Opponents of the Dakota Access Pipeline route in North Dakota may have won a victory this week, but Native Americans may have an even bigger fight on their hands if advisors to President-elect Donald Trump get their way.

Though American Indian reservations comprise just 2 percent of the U.S. land mass, they may contain as much as 20 percent of the nation’s oil, gas and coal reserves worth an estimated $1.5 trillion.

Reuters reported Monday some of Trump’s advisers are suggesting those energy reserves should be freed from federal bureaucracy and put into private hands.

Tribal lands, some 56 million acres, are owned by the federal government not the tribes although members are free to exploit the resources and keep the profits, albeit under federal regulation. The reservations are ruled by tribal councils and treated as sovereign territory.

Protesters successfully blocked the Dakota Access Pipeline from being constructed beneath Lake Oahe at the Standing Rock Sioux reservation. The Army Corps of Engineers refused to issue an easement to allow the construction under the Missouri dam reservoir. Native Americans and activists had argued the pipeline would damage sacred lands and might contaminate the tribe’s water source.

Energy Transfer Partners, which is building the pipeline, said in a joint statement with its partner Sunoco Logistics Partners, it has no intention of exploring an alternate route. The 1,172-mile pipeline except for the 1 mile that was supposed to go beneath Lake Oahe. Protesters told Reuters they expect the Trump administration to try to reverse the corps’ decision.

Though some tribal leaders favor the idea of privatizing tribal land resources, others charge it would violate tribal self-determination and culture.

"Our spiritual leaders are opposed to the privatization of our lands, which means the commoditization of the nature, water, air we hold sacred," Tom Goldtooth, a member of both the Navajo and the Dakota tribes, told Reuters. "Privatization has been the goal since colonization – to strip Native Nations of their sovereignty."

A 2015 Government Accountability Office report found widespread mismanagement by the Bureau of Indian Affairs, jeopardizing projects by taking as long as eight years to review documents. As a result, the report found, “Indian energy resources hold significant potential for development but remain largely undeveloped.

"We should take tribal land away from public treatment," Cherokee tribe member Rep. Markwayne Mullin, R-Okla., who co-chairs Trump’s Native American Affairs Coalition, told Reuters. "As long as we can do it without unintended consequences, I think we will have broad support around Indian country."

Rep.
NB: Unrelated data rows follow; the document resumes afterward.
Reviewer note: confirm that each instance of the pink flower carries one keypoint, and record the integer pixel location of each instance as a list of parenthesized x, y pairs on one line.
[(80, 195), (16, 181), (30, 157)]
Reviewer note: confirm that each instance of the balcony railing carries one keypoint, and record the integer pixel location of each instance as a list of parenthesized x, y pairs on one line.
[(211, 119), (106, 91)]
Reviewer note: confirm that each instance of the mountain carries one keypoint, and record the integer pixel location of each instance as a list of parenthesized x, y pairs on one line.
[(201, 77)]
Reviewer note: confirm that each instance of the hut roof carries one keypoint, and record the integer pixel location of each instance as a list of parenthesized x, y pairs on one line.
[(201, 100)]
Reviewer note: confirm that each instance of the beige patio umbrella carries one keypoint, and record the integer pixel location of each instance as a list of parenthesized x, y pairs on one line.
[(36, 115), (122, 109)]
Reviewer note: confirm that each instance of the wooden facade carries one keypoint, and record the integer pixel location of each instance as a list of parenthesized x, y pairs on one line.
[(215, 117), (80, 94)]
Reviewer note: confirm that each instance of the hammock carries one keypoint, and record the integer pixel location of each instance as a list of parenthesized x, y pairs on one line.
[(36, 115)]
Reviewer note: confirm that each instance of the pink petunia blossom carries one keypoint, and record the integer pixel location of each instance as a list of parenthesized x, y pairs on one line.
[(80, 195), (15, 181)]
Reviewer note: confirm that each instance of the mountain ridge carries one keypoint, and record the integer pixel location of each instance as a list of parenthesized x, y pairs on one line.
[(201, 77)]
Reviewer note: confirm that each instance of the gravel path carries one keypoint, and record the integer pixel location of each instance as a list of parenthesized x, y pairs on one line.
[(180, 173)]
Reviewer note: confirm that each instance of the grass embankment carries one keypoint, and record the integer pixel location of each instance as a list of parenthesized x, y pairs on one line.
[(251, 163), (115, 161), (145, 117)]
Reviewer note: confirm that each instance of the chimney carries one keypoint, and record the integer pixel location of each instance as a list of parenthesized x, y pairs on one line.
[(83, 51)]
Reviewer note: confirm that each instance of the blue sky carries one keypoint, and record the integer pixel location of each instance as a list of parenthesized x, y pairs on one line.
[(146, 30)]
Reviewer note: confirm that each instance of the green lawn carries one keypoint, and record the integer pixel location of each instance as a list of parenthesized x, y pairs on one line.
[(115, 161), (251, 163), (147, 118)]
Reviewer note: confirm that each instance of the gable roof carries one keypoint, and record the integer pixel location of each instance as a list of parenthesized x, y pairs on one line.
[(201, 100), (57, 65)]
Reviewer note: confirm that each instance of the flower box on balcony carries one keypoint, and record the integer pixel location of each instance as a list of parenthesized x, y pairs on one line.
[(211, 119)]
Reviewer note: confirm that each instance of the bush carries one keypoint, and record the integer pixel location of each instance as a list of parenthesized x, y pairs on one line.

Benjamin Nageak, D-Alaska, who was born in the Arctic National Wildlife Refuge, said in a 2015 video it’s wrong to make it so difficult for tribes to develop resources on their reservations, some of the poorest areas in the country.

The reservation system grew out of the treaties of 1778 and 1871 that ended wars between Native Americans and European settlers.

"The time it takes to go from lease to production is three times longer on trust lands than on private land," Mark Fox, chairman of the Three Affiliated Tribes in Forth Berthold, North Dakota, told Reuters.

"If privatizing has some kind of a meaning that rights are given to private entities over tribal land, then that is worrying. But if it has to do with undoing federal burdens that can occur, there might be some justification."

Trump said during the campaign he wanted to increase oil and gas production, as well as eliminate much of the nation's regulatory regime.